リスクがあっても任せる人材育成。10兆円企業へ、先代から伝承した教えと夢
大和ハウス工業株式会社
代表取締役会長
樋口 武男
男は、創業オーナーの意志を継いで会長となった。赤字の関連会社を立て直し、本社の赤字も解消、大和ハウス工業・樋口武男(ひぐちたけお)代表取締役会長が語る、熱湯経営の哲学とは?
樋口事業家になってやろうという思いを強く持ちましたね。
蟹瀬なるほどね。そして大学を出られて、この大源という会社に勤めてらっしゃいますけども、これどういう会社だったんですか?
樋口これは3社ほど受けたんですけど、幸い三つとも通ったんですが、一番小さい会社が大源だったんです、150〜160名のですね。
蟹瀬小さいほうを選んだわけですか?
樋口小さいほうを選ぶというのは、やっぱり将来独立したいと、そうすると会社の仕組み全体を、大きな組織に入ると歯車みたいになるでしょう?
蟹瀬一部分しか見られないから。
樋口だから全体が見える会社、これは小さいほうがいいということで選んだんですよね。
蟹瀬しかしこれ、もう、すぐというか3年で辞められてますよね?2年かな?
樋口2年4カ月ですけどね。だけど、ものすごい、いい言い方をすれば苦労をしない楽な会社だったんですけども、働いても働かなくでもいいと言うとおかしいですけども、頑張っても頑張らなくても昇給も賞与も同期は全部一緒ですよ。で、非常に家庭的、アットホームな会社だったんです。そうすると、自分を鍛えてもらおうと思って行って、その思惑と全然違うわけですよね。
蟹瀬なるほど。居心地が良過ぎた?
樋口居心地がいいわけです。
樋口ぬるま湯に漬かってじっとしていると、そうすると、いつか年いったときに苦労しなければならないと、若いときの苦労はできても年いってから苦労するのはいやだ、ということで、なんか自分を一人前にしてくれる、しごいてくれる先を探さなければいけないという不安になっているときに、春に週刊誌に『猛烈会社、大和ハウス工業』というのが出てきたんですよと。

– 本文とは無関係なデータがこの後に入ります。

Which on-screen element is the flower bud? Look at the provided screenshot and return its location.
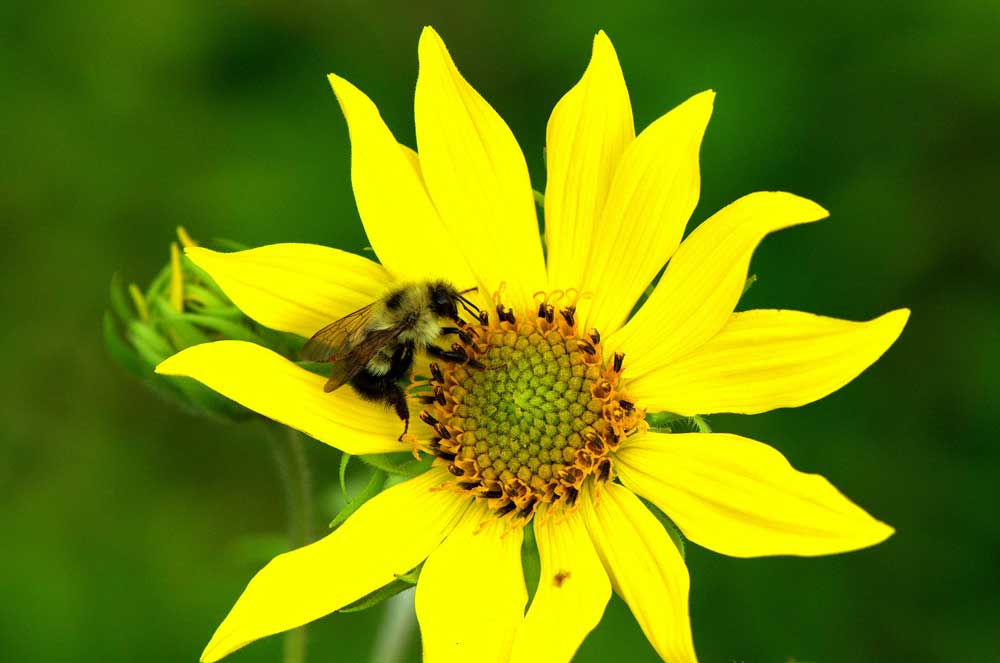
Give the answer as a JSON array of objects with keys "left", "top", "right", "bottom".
[{"left": 104, "top": 227, "right": 297, "bottom": 421}]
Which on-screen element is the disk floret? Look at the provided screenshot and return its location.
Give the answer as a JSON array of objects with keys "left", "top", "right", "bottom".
[{"left": 420, "top": 297, "right": 645, "bottom": 522}]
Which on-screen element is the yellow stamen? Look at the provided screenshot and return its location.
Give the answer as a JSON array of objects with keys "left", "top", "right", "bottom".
[{"left": 410, "top": 292, "right": 645, "bottom": 524}]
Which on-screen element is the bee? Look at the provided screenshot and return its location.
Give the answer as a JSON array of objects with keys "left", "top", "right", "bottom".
[{"left": 300, "top": 281, "right": 479, "bottom": 440}]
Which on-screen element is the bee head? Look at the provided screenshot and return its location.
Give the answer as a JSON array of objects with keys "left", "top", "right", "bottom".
[{"left": 427, "top": 281, "right": 459, "bottom": 321}]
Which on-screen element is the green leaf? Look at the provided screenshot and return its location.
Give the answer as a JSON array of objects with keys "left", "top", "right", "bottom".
[
  {"left": 639, "top": 497, "right": 687, "bottom": 559},
  {"left": 330, "top": 470, "right": 387, "bottom": 529},
  {"left": 337, "top": 564, "right": 423, "bottom": 612},
  {"left": 207, "top": 238, "right": 250, "bottom": 251},
  {"left": 646, "top": 412, "right": 687, "bottom": 433}
]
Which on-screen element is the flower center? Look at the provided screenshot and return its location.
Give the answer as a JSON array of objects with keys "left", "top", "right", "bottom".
[{"left": 420, "top": 293, "right": 645, "bottom": 522}]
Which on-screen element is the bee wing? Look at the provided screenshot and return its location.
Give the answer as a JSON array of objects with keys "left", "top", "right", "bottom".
[
  {"left": 323, "top": 325, "right": 405, "bottom": 392},
  {"left": 299, "top": 302, "right": 375, "bottom": 361}
]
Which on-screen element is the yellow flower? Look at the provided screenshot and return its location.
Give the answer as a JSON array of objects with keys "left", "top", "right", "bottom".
[{"left": 158, "top": 28, "right": 908, "bottom": 663}]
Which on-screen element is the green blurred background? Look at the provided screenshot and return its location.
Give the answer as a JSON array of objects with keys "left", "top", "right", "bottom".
[{"left": 0, "top": 0, "right": 1000, "bottom": 663}]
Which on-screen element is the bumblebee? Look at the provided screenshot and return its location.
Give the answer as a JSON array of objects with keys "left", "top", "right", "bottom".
[{"left": 300, "top": 281, "right": 479, "bottom": 440}]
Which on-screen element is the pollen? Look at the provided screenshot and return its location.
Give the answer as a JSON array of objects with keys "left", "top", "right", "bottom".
[{"left": 414, "top": 292, "right": 645, "bottom": 523}]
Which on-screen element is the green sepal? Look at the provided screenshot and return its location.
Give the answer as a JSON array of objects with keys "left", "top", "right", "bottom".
[
  {"left": 103, "top": 311, "right": 150, "bottom": 380},
  {"left": 358, "top": 452, "right": 434, "bottom": 479},
  {"left": 521, "top": 519, "right": 542, "bottom": 601},
  {"left": 110, "top": 274, "right": 138, "bottom": 325},
  {"left": 337, "top": 451, "right": 351, "bottom": 502},
  {"left": 646, "top": 412, "right": 712, "bottom": 433},
  {"left": 125, "top": 320, "right": 174, "bottom": 366},
  {"left": 337, "top": 563, "right": 423, "bottom": 612},
  {"left": 639, "top": 497, "right": 687, "bottom": 559},
  {"left": 330, "top": 470, "right": 389, "bottom": 529}
]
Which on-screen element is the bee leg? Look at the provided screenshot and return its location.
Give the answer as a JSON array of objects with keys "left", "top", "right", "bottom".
[
  {"left": 385, "top": 382, "right": 410, "bottom": 442},
  {"left": 427, "top": 345, "right": 469, "bottom": 364},
  {"left": 441, "top": 327, "right": 472, "bottom": 343}
]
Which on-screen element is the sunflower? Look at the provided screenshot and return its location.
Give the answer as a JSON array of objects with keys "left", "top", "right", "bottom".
[{"left": 158, "top": 28, "right": 908, "bottom": 663}]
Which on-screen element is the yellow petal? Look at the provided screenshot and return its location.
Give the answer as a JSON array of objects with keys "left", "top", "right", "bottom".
[
  {"left": 156, "top": 341, "right": 409, "bottom": 454},
  {"left": 605, "top": 192, "right": 827, "bottom": 380},
  {"left": 329, "top": 74, "right": 475, "bottom": 288},
  {"left": 414, "top": 27, "right": 545, "bottom": 310},
  {"left": 629, "top": 309, "right": 910, "bottom": 416},
  {"left": 201, "top": 469, "right": 468, "bottom": 663},
  {"left": 580, "top": 483, "right": 697, "bottom": 663},
  {"left": 615, "top": 433, "right": 893, "bottom": 557},
  {"left": 415, "top": 504, "right": 528, "bottom": 663},
  {"left": 581, "top": 91, "right": 715, "bottom": 334},
  {"left": 185, "top": 244, "right": 390, "bottom": 338},
  {"left": 545, "top": 30, "right": 635, "bottom": 289},
  {"left": 510, "top": 509, "right": 611, "bottom": 663}
]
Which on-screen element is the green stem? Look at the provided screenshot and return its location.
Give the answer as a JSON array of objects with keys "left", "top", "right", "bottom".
[{"left": 269, "top": 424, "right": 315, "bottom": 663}]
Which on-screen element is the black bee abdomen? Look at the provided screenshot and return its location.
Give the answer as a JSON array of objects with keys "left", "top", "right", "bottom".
[
  {"left": 350, "top": 366, "right": 412, "bottom": 421},
  {"left": 427, "top": 282, "right": 458, "bottom": 318}
]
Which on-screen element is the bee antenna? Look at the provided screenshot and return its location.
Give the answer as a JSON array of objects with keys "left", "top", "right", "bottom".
[{"left": 458, "top": 295, "right": 479, "bottom": 315}]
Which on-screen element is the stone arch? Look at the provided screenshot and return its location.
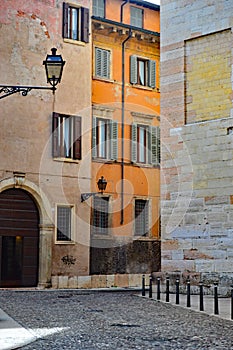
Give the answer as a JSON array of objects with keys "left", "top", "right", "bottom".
[{"left": 0, "top": 173, "right": 54, "bottom": 288}]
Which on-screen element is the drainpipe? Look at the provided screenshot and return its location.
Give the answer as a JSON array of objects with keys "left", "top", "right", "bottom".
[
  {"left": 121, "top": 29, "right": 132, "bottom": 225},
  {"left": 120, "top": 0, "right": 128, "bottom": 23}
]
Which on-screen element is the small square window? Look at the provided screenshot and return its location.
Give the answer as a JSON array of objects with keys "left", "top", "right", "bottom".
[
  {"left": 53, "top": 113, "right": 82, "bottom": 159},
  {"left": 56, "top": 205, "right": 72, "bottom": 242},
  {"left": 63, "top": 2, "right": 89, "bottom": 43},
  {"left": 130, "top": 6, "right": 143, "bottom": 28},
  {"left": 92, "top": 0, "right": 105, "bottom": 18}
]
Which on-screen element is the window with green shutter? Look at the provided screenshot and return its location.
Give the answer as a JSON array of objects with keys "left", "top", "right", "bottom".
[
  {"left": 95, "top": 47, "right": 110, "bottom": 79},
  {"left": 92, "top": 0, "right": 105, "bottom": 18},
  {"left": 130, "top": 55, "right": 156, "bottom": 88},
  {"left": 92, "top": 117, "right": 118, "bottom": 160},
  {"left": 52, "top": 112, "right": 82, "bottom": 159},
  {"left": 62, "top": 2, "right": 89, "bottom": 43},
  {"left": 131, "top": 124, "right": 160, "bottom": 166},
  {"left": 130, "top": 6, "right": 143, "bottom": 28}
]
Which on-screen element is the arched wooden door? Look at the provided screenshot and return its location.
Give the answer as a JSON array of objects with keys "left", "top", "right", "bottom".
[{"left": 0, "top": 189, "right": 39, "bottom": 287}]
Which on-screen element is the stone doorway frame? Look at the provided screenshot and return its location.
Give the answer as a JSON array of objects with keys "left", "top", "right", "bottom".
[{"left": 0, "top": 173, "right": 54, "bottom": 288}]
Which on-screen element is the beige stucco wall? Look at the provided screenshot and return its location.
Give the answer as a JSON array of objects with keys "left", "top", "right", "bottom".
[{"left": 0, "top": 0, "right": 91, "bottom": 284}]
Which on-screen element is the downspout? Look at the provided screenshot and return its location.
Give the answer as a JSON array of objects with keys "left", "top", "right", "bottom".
[
  {"left": 120, "top": 0, "right": 128, "bottom": 23},
  {"left": 121, "top": 29, "right": 132, "bottom": 225}
]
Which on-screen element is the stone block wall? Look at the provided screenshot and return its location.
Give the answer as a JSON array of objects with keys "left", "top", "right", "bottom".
[{"left": 161, "top": 0, "right": 233, "bottom": 285}]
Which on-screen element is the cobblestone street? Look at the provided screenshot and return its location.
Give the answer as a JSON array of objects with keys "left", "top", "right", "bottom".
[{"left": 0, "top": 290, "right": 233, "bottom": 350}]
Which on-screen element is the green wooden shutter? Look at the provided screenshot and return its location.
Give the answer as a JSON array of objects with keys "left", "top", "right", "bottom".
[
  {"left": 110, "top": 120, "right": 118, "bottom": 160},
  {"left": 62, "top": 2, "right": 69, "bottom": 38},
  {"left": 73, "top": 116, "right": 82, "bottom": 159},
  {"left": 81, "top": 7, "right": 89, "bottom": 43},
  {"left": 130, "top": 55, "right": 138, "bottom": 84},
  {"left": 148, "top": 60, "right": 156, "bottom": 88},
  {"left": 52, "top": 112, "right": 60, "bottom": 158},
  {"left": 151, "top": 126, "right": 160, "bottom": 165},
  {"left": 131, "top": 124, "right": 137, "bottom": 163},
  {"left": 92, "top": 117, "right": 97, "bottom": 158}
]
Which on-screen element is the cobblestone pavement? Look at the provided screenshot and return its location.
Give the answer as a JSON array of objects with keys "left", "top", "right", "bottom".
[{"left": 0, "top": 290, "right": 233, "bottom": 350}]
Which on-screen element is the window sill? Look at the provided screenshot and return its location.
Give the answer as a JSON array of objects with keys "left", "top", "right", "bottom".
[
  {"left": 128, "top": 84, "right": 158, "bottom": 92},
  {"left": 93, "top": 76, "right": 115, "bottom": 83},
  {"left": 53, "top": 158, "right": 80, "bottom": 164},
  {"left": 55, "top": 241, "right": 75, "bottom": 245},
  {"left": 63, "top": 38, "right": 86, "bottom": 46}
]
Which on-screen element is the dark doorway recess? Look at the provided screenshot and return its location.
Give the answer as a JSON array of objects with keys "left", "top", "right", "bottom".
[{"left": 0, "top": 189, "right": 39, "bottom": 287}]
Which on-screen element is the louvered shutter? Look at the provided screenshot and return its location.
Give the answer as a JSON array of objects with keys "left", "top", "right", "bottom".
[
  {"left": 62, "top": 2, "right": 69, "bottom": 38},
  {"left": 73, "top": 117, "right": 82, "bottom": 159},
  {"left": 92, "top": 117, "right": 97, "bottom": 158},
  {"left": 151, "top": 126, "right": 160, "bottom": 165},
  {"left": 131, "top": 124, "right": 137, "bottom": 163},
  {"left": 81, "top": 7, "right": 89, "bottom": 43},
  {"left": 52, "top": 112, "right": 60, "bottom": 158},
  {"left": 110, "top": 121, "right": 118, "bottom": 160},
  {"left": 101, "top": 50, "right": 110, "bottom": 79},
  {"left": 148, "top": 60, "right": 156, "bottom": 88},
  {"left": 130, "top": 55, "right": 138, "bottom": 84}
]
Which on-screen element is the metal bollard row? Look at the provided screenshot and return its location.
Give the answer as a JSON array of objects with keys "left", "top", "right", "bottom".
[{"left": 142, "top": 275, "right": 233, "bottom": 320}]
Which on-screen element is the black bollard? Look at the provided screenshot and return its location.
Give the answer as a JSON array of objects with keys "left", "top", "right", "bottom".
[
  {"left": 157, "top": 277, "right": 160, "bottom": 300},
  {"left": 214, "top": 282, "right": 219, "bottom": 315},
  {"left": 176, "top": 277, "right": 180, "bottom": 305},
  {"left": 231, "top": 284, "right": 233, "bottom": 320},
  {"left": 187, "top": 277, "right": 191, "bottom": 307},
  {"left": 142, "top": 275, "right": 146, "bottom": 297},
  {"left": 166, "top": 277, "right": 169, "bottom": 303},
  {"left": 149, "top": 276, "right": 152, "bottom": 298},
  {"left": 199, "top": 282, "right": 204, "bottom": 311}
]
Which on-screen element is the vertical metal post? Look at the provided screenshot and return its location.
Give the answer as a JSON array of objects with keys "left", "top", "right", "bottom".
[
  {"left": 199, "top": 282, "right": 204, "bottom": 311},
  {"left": 176, "top": 277, "right": 180, "bottom": 304},
  {"left": 187, "top": 277, "right": 191, "bottom": 307},
  {"left": 149, "top": 276, "right": 152, "bottom": 298},
  {"left": 157, "top": 277, "right": 160, "bottom": 300},
  {"left": 231, "top": 284, "right": 233, "bottom": 320},
  {"left": 142, "top": 275, "right": 146, "bottom": 297},
  {"left": 166, "top": 277, "right": 169, "bottom": 303},
  {"left": 214, "top": 282, "right": 219, "bottom": 315}
]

津島1963年、大和ハウス工業株式会社入社、堺工場資材課に配属されます。1971年、本社住宅事業部営業部次長に就任。1974年、山口支店長に就任。1976年、福岡支店長に就任。1981年、東京支社建築事業部長に就任。そして1984年、東京支社特権事業部長に就任ということです。
蟹瀬大和ハウスが猛烈な会社だということを雑誌でご覧になって、
蟹瀬自らそこへ飛び込まれた?
樋口そうなんです。その記事を読んで、ここで鍛えてもらったほうがいいだろうと。ところがコネがないでしょう?
蟹瀬はい。
樋口そうこうしてるうちに、縦3センチ横5センチぐらいの『歩合制セールスの募集』といって記事があったんですよ。で、前の会社、大源のとき営業してましたから、それを切り抜いて、それを持って大国町(だいこくちょう)にある大和ハウスの本社へ「こんなん出てました」と言って、これを受けに来たと。で、飛び込んだんです。
蟹瀬これは相当、期待通り厳しくしごかれましたか?
樋口仕事の厳しさより、朝、池田から堺工場まで行くのに片道2時間かかるんですよ。
蟹瀬通勤で?
樋口ええ。で、朝7時半から体操するでしょう。そしたら5時半前に家を出ないと間に合わないわけですよ。
それで、着いて作業服に着替えてラジオ体操をやる、そうすると5時半前に出なければいけない、そして5時には終わるんですけども、自分のやっぱり将来の目標があるでしょう?
独立しなければならないと、いろんな資材、他のこと勉強するじゃないですか。そうすると10時前後になりますよね。家に帰ったら12時前後でしょう、風呂入って寝たら1時前後でしょう、4時間ぐらいしか寝れないんです。
蟹瀬1日に寝られないと。
樋口しかし、それは自分が選んだ道だから続けられたんですね。
蟹瀬そしてその結果として山口支店長に抜てきされてますよね?
樋口資材8年ほどやりまして、営業をやって。